The Santa Fe Railroad, in 1873, ceased construction of its main transcontinental line at Dodge City, Kansas, for three years due to a national financial crisis. As a result, Dodge City, the only available shipping point for southern cattle, became the largest cattle shipping and delivering point in the world.
In 1875, trail drivers returned to Texas from a Kansas drive and told of a new town, at that time the end of the Santa Fe Railroad, called Dodge City. They described this place
as the next great market of the northwest; that abandoning
the Chisholm trail and making a new trail direct from San Antonio to Dodge City would save from 20 to 30 days’ drive. It would not be necessary to detour over the Eastern trail in the Indian territory as they had been doing. In the spring of 1874, Texas drivers headed for Dodge City over a new trail called the “Western,” 1,000 miles in length from Brownsville, Texas, to Dodge City.
The route led out to the crossing of the San Saba River
at Pegleg station, carrying on to Waldrip’s Bend on the Colorado River; then to Coleman City and Fort Griffin, crossing the Brazos at Seymour, the Pease River at Eagle Crossing and then the Red River. Four years later, Doan’s Store was built near the Red River crossing.
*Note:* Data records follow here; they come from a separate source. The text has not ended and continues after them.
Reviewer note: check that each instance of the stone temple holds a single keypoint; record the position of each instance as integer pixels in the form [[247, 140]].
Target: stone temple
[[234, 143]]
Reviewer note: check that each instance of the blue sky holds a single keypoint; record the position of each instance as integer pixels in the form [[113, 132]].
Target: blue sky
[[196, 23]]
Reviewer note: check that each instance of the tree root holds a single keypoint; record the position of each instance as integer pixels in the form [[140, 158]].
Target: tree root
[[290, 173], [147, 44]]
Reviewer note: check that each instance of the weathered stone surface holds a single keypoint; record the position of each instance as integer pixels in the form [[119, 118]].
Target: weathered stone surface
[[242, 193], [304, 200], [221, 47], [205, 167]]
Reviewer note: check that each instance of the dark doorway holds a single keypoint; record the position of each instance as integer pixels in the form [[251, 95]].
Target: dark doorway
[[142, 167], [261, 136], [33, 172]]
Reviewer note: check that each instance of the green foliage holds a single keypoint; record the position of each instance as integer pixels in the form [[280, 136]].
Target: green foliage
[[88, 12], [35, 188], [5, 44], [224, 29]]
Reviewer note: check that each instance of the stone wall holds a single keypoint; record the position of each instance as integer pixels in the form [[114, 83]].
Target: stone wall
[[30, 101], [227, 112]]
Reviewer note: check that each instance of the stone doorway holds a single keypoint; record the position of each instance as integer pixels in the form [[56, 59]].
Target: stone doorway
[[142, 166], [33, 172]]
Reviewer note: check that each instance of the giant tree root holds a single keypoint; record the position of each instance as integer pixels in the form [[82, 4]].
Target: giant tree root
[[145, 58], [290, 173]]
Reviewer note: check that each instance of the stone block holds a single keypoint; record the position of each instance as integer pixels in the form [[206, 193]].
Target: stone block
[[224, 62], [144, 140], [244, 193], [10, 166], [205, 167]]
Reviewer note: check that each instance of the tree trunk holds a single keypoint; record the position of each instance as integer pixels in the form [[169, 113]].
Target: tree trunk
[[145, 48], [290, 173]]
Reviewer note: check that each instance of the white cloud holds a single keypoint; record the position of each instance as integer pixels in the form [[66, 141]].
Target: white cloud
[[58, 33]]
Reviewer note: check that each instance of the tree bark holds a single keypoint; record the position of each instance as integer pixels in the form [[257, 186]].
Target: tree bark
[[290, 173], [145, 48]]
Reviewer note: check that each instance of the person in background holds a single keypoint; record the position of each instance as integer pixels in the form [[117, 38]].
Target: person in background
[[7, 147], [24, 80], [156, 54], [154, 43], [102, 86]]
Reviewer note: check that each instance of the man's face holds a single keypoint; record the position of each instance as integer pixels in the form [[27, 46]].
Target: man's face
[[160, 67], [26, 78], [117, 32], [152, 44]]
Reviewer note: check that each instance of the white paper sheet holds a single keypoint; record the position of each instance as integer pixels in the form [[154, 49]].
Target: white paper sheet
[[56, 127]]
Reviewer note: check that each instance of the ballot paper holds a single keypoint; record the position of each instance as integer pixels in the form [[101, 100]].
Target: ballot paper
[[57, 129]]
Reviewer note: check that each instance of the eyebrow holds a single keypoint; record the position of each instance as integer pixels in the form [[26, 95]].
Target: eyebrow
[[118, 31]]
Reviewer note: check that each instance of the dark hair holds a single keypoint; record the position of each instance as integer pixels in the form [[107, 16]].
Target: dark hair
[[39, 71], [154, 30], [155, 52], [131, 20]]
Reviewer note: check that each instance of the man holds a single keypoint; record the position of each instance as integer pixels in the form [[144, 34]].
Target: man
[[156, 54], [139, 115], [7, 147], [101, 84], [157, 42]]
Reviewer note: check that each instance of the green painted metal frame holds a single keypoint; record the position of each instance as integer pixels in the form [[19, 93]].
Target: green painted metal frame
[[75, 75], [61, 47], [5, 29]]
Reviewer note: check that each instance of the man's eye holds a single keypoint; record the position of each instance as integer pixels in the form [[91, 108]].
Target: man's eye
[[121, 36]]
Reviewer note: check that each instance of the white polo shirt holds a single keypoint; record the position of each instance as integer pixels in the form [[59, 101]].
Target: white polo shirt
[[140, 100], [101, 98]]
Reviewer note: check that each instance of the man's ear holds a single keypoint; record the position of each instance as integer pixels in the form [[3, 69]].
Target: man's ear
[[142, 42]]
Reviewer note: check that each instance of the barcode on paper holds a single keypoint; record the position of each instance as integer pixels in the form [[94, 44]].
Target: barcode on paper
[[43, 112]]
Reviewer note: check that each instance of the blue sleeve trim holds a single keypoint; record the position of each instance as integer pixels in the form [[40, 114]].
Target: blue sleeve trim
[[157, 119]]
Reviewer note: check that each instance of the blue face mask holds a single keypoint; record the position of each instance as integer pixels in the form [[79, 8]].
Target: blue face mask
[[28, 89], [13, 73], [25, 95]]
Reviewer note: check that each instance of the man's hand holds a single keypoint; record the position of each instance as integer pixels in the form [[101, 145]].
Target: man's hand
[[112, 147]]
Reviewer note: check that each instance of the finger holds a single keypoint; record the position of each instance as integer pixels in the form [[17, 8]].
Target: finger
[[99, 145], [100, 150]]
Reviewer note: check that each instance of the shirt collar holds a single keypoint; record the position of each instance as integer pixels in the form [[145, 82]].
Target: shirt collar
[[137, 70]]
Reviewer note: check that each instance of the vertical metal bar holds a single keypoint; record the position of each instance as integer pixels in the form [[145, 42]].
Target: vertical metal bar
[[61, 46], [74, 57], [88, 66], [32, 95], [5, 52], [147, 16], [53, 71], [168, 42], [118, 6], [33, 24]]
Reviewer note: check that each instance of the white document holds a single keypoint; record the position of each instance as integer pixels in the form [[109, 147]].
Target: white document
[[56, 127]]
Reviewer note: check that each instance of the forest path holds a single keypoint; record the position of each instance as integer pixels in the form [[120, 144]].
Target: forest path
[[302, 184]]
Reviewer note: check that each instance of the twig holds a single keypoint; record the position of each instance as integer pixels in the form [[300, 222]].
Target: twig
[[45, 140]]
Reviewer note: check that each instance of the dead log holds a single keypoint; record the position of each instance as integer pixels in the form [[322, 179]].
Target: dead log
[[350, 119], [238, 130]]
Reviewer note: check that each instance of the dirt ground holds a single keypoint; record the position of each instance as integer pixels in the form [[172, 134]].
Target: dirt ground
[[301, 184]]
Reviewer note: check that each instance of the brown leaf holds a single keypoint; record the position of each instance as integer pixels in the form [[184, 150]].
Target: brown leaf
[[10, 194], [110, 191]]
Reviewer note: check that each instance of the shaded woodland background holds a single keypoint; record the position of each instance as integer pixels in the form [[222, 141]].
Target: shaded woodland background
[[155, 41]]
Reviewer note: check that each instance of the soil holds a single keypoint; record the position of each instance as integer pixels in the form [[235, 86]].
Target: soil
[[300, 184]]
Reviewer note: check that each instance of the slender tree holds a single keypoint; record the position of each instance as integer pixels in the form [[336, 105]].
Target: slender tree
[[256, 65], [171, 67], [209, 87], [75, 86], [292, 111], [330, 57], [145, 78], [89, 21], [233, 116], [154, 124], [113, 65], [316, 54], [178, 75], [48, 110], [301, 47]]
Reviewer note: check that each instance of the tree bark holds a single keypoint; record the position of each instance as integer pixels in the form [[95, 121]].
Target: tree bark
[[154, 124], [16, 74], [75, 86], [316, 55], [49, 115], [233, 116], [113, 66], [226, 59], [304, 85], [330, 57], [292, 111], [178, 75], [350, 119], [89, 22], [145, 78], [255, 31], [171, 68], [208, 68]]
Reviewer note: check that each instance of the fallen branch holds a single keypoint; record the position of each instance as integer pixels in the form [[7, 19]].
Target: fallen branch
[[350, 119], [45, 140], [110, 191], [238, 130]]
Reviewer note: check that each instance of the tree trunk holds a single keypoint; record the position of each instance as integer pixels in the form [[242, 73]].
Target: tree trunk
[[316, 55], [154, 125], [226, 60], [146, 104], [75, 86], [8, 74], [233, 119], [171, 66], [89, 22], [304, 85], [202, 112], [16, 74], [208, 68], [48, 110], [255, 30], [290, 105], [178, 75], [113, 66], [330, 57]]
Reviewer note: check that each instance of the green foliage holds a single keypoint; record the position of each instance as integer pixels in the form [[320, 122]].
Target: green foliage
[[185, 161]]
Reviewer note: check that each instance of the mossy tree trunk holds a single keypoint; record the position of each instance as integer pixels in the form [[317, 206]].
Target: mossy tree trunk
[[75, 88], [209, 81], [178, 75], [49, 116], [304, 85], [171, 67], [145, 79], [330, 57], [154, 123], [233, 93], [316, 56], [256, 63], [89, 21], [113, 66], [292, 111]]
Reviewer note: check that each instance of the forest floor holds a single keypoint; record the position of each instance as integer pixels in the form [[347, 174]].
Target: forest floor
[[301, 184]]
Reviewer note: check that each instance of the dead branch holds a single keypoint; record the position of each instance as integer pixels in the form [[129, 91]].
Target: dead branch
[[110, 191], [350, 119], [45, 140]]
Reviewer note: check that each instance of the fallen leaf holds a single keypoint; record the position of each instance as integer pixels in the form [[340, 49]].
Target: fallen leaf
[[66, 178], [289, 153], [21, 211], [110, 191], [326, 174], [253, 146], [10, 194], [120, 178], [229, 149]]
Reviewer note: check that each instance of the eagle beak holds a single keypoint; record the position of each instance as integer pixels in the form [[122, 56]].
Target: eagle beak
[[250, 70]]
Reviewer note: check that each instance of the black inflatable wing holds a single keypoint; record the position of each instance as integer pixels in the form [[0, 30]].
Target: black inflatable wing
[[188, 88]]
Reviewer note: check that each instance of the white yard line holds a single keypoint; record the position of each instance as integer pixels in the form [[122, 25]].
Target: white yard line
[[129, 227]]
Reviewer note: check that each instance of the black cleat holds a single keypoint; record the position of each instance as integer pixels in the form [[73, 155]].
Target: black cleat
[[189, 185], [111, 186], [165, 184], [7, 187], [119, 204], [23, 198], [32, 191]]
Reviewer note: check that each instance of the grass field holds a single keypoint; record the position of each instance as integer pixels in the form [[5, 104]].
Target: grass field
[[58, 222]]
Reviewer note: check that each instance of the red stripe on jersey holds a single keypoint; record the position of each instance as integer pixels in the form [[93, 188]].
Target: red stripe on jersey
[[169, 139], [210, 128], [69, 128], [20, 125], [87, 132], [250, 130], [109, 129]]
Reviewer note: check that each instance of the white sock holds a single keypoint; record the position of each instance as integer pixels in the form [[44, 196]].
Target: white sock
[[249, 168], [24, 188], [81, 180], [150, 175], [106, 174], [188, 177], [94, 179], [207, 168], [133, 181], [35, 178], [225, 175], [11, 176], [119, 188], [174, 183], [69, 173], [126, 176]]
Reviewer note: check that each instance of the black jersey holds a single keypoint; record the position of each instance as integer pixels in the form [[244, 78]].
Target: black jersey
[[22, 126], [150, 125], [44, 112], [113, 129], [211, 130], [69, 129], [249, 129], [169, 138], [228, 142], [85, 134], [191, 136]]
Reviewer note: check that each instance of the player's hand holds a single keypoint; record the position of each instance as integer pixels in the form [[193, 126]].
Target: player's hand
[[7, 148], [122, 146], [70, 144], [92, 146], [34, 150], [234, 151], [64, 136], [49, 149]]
Some drivers followed branches of existing non-cattle routes, such as the Chisholm, named after trader and hunter Jess Chisholm who first used it. Many started
in the direction of a known location following established routes and blazing new trails along the way.
It is estimated that beginning with the spring of 1866 and ending in the fall of 1895, drovers moved 10 million cattle over these trails out of Texas to northern shipping points and maturing grounds.
When the railroads reached Texas, cattle trails became a thing of the past.